Do Foreign Investors Improve Market Efficiency?
We study the impact of foreign institutional investors on global capital allocation and welfare using novel firm-level international data. Using MSCI index inclusion as an exogenous shock to foreign ownership, we show that greater foreign ownership leads to more informative stock prices and this effect arises more from increased price efficiency than from improved firm governance. We further show that the impact of capital flows on price efficiency is due to real efficiency gains, as opposed to better information disclosure. Finally, we show that foreign ownership increases market liquidity, reduces firms' cost of equity, and leads to subsequent growth in their real investments, thus improving overall welfare.
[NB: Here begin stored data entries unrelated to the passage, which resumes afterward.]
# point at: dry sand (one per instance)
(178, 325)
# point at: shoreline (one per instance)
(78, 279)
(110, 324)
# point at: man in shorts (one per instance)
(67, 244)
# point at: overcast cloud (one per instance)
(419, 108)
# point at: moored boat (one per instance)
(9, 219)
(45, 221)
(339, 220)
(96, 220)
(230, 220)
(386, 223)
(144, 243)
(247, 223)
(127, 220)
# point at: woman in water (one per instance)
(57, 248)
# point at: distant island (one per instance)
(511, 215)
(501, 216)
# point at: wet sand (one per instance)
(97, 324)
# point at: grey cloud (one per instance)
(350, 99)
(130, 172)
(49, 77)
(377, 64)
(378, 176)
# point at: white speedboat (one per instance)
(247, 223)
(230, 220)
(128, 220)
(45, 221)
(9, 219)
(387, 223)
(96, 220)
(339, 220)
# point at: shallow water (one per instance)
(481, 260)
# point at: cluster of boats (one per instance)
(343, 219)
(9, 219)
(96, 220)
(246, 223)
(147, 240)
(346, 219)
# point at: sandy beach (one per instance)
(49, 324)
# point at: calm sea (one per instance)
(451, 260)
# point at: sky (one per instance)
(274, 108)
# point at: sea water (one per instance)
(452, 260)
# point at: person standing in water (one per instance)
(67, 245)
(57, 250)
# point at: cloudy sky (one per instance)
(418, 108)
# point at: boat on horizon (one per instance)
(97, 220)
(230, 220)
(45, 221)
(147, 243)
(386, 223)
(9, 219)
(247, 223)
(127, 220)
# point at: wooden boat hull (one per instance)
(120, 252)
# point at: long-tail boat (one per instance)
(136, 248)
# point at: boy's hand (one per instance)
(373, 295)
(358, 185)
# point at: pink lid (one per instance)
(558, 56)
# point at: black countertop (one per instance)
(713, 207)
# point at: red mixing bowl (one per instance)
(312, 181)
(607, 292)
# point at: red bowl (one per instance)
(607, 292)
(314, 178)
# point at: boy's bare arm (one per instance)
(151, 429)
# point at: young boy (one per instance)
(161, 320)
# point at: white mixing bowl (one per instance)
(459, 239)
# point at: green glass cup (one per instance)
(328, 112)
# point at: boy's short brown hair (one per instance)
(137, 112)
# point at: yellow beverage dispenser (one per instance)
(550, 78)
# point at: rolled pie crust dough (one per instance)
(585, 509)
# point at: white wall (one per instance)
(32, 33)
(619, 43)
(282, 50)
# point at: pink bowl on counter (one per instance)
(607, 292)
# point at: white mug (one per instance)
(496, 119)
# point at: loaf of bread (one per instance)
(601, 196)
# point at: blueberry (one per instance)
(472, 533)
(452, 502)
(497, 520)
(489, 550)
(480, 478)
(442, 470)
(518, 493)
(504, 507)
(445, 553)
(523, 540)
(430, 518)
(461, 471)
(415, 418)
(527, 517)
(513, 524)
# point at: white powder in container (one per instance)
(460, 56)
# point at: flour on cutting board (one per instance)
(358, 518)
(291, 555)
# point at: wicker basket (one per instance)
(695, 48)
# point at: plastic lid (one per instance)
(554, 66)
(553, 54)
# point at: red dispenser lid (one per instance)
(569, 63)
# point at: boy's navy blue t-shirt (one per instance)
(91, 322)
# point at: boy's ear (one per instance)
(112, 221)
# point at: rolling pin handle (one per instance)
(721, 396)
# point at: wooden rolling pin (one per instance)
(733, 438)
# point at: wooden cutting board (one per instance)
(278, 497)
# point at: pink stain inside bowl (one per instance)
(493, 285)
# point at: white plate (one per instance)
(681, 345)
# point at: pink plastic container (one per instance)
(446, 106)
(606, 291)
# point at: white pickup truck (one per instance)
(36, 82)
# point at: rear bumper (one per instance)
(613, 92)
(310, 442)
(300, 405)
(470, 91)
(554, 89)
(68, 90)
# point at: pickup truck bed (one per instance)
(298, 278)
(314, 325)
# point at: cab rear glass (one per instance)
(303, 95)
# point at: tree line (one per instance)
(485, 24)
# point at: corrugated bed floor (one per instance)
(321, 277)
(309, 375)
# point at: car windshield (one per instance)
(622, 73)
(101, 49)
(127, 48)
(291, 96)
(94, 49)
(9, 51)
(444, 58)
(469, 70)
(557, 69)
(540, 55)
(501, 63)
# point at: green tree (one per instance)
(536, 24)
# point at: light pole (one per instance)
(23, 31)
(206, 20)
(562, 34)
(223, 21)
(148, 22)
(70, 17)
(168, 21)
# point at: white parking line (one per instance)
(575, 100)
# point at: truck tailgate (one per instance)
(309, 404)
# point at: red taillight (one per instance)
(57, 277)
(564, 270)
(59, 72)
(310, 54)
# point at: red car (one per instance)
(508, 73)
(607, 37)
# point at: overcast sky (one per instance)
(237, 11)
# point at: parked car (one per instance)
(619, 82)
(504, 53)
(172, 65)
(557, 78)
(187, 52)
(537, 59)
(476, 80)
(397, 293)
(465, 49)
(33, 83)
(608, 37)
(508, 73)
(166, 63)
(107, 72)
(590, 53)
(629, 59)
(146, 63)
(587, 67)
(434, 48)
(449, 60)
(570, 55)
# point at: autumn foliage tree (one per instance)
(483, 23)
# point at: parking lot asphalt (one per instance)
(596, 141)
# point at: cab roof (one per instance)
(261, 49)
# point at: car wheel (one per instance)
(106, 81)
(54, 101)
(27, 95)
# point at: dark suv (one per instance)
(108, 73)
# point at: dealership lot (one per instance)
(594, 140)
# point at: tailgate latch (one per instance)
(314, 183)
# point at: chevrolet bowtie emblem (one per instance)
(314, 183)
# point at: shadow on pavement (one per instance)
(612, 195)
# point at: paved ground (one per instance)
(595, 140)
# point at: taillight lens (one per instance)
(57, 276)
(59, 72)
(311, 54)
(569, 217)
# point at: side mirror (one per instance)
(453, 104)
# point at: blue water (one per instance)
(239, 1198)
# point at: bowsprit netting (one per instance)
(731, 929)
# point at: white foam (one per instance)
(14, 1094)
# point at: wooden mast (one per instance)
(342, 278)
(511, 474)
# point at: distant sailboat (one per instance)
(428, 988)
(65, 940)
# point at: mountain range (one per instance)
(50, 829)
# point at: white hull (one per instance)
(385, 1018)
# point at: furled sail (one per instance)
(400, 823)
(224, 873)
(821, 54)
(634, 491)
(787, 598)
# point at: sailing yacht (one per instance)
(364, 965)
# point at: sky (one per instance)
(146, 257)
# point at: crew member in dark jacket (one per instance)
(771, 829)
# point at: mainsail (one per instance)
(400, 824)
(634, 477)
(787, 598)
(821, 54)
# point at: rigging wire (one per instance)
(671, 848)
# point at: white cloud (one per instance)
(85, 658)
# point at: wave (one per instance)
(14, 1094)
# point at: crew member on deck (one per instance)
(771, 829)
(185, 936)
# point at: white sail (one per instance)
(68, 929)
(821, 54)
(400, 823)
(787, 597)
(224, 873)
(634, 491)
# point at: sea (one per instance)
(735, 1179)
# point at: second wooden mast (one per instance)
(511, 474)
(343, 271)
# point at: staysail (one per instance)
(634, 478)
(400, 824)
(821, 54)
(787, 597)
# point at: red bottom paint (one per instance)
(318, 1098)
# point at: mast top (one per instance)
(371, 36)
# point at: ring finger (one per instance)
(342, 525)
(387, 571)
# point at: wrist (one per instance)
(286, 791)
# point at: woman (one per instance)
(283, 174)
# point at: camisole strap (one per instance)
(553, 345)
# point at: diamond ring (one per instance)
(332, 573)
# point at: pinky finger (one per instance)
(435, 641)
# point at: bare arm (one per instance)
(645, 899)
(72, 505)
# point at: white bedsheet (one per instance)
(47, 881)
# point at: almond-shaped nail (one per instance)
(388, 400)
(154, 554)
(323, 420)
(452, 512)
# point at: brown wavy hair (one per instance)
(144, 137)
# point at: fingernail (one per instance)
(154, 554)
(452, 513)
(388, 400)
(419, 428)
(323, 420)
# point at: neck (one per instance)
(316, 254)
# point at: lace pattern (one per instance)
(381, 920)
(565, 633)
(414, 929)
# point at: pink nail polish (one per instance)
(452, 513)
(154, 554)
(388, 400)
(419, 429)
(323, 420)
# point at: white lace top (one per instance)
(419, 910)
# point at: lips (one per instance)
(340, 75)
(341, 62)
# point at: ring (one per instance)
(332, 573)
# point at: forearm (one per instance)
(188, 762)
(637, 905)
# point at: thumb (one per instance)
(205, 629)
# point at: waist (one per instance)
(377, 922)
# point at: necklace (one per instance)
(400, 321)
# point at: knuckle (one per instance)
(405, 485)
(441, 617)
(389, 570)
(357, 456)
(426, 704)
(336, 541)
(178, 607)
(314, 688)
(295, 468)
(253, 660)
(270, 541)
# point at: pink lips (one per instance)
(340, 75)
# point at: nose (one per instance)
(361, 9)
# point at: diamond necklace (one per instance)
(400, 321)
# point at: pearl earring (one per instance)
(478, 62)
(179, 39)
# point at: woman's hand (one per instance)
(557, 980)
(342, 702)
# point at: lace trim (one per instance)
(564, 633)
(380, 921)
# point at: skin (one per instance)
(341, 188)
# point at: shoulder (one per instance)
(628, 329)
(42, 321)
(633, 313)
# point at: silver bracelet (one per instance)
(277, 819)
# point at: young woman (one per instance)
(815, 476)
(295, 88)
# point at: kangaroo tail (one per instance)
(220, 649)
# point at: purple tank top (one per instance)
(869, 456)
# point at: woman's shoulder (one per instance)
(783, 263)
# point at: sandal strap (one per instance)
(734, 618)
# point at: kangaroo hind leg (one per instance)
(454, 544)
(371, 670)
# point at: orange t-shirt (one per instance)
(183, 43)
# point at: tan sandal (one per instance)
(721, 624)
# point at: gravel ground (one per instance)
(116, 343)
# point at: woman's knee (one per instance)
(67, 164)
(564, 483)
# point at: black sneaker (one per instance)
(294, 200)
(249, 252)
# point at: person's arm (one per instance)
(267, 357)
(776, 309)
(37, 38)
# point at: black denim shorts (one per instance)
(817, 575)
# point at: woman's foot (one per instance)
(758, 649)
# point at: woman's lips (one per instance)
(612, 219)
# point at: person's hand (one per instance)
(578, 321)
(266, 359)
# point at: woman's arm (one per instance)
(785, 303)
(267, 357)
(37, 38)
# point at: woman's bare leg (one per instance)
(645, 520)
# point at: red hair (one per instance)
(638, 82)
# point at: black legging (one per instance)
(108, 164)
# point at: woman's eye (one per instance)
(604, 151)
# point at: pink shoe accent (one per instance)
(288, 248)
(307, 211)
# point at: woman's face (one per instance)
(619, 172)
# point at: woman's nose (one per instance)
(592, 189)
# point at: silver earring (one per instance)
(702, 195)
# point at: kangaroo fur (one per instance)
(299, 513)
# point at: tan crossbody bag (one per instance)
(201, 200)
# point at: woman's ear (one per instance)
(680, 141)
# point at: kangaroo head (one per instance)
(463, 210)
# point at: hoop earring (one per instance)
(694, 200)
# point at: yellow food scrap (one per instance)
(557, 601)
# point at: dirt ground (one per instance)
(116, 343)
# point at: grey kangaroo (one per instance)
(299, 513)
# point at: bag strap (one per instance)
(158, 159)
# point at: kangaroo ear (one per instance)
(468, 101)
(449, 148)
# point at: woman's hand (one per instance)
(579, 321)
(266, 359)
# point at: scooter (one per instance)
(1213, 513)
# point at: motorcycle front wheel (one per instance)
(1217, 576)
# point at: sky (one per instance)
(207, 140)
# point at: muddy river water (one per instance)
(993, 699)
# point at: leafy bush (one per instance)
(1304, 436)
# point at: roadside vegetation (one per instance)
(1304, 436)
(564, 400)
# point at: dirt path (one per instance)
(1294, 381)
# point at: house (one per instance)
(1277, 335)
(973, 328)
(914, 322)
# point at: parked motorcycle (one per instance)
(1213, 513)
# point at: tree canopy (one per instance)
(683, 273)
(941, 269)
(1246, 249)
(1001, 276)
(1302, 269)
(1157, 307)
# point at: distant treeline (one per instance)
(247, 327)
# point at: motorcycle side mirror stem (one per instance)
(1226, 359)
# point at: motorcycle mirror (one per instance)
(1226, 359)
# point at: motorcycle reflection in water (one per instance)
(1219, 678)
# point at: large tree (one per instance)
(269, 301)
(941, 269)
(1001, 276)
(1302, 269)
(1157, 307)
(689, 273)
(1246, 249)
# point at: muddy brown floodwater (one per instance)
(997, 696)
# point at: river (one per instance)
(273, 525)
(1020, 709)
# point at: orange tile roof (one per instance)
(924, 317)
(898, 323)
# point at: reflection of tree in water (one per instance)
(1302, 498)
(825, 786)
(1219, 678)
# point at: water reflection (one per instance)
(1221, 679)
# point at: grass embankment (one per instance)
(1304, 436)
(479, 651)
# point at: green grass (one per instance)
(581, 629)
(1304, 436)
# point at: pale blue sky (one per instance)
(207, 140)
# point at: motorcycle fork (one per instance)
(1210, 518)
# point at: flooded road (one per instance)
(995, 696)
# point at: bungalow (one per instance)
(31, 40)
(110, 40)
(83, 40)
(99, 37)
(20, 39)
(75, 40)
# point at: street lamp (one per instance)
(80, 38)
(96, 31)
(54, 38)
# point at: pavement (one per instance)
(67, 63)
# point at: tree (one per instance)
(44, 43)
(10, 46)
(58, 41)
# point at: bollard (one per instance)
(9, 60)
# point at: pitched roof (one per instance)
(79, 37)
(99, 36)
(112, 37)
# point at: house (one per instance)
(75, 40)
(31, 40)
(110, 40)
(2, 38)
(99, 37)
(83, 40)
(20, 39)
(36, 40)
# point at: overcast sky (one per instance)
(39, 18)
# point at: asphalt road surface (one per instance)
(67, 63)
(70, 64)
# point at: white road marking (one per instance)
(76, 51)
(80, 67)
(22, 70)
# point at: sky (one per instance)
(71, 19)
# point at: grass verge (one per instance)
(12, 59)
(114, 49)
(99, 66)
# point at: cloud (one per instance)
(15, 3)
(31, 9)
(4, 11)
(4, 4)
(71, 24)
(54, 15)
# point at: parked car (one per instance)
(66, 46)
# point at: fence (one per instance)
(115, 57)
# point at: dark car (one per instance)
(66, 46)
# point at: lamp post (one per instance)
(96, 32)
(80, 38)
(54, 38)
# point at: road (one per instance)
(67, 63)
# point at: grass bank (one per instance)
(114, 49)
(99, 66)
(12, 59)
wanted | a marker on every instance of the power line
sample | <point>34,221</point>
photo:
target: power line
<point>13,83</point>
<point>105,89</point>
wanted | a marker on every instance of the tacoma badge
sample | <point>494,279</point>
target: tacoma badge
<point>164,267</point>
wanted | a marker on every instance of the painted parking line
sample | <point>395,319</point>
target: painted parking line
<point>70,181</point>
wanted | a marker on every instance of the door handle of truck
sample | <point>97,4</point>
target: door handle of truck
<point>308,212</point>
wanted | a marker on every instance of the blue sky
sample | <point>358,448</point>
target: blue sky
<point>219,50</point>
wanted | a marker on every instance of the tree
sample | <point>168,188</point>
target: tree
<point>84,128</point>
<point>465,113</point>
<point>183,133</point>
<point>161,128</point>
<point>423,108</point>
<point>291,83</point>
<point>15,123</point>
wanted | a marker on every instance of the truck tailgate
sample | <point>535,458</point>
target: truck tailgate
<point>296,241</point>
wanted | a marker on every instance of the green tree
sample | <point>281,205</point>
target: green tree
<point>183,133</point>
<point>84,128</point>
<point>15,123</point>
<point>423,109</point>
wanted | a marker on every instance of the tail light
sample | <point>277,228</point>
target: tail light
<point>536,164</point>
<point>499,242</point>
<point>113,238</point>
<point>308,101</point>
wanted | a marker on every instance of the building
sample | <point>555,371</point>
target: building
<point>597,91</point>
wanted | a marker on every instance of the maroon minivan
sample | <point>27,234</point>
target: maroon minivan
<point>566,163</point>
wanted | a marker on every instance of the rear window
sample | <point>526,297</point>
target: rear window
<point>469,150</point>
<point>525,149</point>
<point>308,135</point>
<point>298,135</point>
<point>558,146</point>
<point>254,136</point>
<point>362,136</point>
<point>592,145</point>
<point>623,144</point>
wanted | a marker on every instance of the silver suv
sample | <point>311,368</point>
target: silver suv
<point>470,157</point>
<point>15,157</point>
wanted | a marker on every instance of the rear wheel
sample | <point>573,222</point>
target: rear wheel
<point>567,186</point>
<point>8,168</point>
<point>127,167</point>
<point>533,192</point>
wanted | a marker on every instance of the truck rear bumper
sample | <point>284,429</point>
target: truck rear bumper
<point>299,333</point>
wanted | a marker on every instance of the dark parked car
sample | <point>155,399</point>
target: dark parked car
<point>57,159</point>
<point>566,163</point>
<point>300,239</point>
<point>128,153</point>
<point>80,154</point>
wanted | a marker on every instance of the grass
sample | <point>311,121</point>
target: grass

We thank Miguel Ferreira, Anton Lines (discussant), Thomas Philippon (discussant), Tarun Ramadorai, Antoinette Schoar, Raman Uppal, and seminar participants at the BPI/Nova Conference, EDHEC, the Federal Reserve Board, the FIRS Conference, Imperial College, the INQUIRE Conference, Lancaster University, the NBER Long-Term Asset Management meetings, the Royal Economic Society Conference, the University of Oklahoma, and the University of Reading for useful comments. We thank Pedro Matos for providing assistance with institutional ownership data and Miguel Ferreira for sharing governance index data. Kacperczyk acknowledges the support of the ERC Consolidator grant. The views expressed herein are those of the authors and do not necessarily reflect the views of the National Bureau of Economic Research.